In the final analysis, a public advisory group determined renovation would be a costly, time-consuming and less effective solution to building a new hospital.

"Several years ago, renovating the hospital was an option," she said. "However, current remodel costs have not been figured because the city, county and public site selection process ruled out the current site as a viable option for our health care.

"Not only would a remodel come at a cost of millions of dollars, a remodel would not solve our current space limitations and/or allow us to expand to address privacy issues."

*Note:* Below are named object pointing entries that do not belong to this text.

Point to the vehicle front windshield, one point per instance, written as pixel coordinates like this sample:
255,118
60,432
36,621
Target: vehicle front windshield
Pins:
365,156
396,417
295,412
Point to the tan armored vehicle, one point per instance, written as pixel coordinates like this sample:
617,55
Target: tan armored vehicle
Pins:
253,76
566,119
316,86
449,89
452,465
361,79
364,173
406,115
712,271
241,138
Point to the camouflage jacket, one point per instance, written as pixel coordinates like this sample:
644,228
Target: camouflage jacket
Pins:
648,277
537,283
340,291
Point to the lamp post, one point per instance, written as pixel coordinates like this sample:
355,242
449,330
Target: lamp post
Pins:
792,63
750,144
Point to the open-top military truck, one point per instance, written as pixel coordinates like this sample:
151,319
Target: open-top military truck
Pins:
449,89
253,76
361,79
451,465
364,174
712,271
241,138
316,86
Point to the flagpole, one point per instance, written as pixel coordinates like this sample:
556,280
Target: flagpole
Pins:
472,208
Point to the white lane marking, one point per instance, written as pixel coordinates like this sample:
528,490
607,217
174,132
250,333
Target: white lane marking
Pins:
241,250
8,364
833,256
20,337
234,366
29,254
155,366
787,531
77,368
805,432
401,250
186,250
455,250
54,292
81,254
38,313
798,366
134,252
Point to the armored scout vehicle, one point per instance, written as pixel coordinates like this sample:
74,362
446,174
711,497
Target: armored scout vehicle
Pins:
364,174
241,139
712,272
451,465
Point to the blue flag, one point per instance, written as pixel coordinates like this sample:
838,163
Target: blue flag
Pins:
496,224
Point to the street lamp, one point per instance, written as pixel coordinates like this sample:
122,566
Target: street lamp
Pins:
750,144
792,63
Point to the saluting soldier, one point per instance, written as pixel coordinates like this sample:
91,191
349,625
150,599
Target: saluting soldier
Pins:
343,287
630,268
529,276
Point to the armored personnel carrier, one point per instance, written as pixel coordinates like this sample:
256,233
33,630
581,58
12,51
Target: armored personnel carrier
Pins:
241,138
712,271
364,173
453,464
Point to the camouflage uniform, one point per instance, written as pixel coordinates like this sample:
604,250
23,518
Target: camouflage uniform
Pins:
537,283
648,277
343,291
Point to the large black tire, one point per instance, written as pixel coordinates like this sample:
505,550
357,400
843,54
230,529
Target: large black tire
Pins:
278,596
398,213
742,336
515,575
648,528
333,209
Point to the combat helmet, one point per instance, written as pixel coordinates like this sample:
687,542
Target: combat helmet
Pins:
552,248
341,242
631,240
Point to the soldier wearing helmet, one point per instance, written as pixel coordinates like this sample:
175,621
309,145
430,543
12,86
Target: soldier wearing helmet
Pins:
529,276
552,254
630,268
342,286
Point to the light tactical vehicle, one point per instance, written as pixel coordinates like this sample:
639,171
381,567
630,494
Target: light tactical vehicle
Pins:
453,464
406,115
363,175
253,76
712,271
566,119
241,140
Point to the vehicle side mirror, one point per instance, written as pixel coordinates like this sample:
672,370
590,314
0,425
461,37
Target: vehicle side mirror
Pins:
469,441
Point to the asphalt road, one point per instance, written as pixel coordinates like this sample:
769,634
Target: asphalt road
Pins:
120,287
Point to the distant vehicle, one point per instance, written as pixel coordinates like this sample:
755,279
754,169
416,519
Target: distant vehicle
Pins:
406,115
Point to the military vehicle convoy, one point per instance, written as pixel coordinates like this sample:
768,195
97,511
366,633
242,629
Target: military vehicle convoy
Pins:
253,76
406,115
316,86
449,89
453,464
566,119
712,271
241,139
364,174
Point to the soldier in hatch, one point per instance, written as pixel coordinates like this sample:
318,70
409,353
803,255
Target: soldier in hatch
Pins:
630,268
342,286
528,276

Should the ballot question fail, TMH would regroup and come back to voters next year with a tax proposal, Johnston said.

"TMH cannot afford on its own to replace the current facility that we have," she said. "Without taxpayer support, we cannot build a new facility. We will come back to the taxpayers and ask again next year. Long-term if the project is not supported, we will have to do the (renovations)."

Stan Hathhorn, a Moffat County resident and owner of Magnum Metals, opposes both the hospital ballot question, and a $29.5 million bond issue question posed by the Moffat County School District.

As a commercial business owner, Hatthorn said he'll pay $2,600 per year more in taxes with an approved hospital and school district ballot question.

His objection to the tax proposals also stem from a disagreement with the language in the ballot questions.

He believes there is nothing in place to stop either the hospital or school district, years from now, from continuing the new taxes after the financial obligations for the new buildings have been satisfied.

"Who's going to flip the switch off?" he said. "Who's going to remember? Nobody."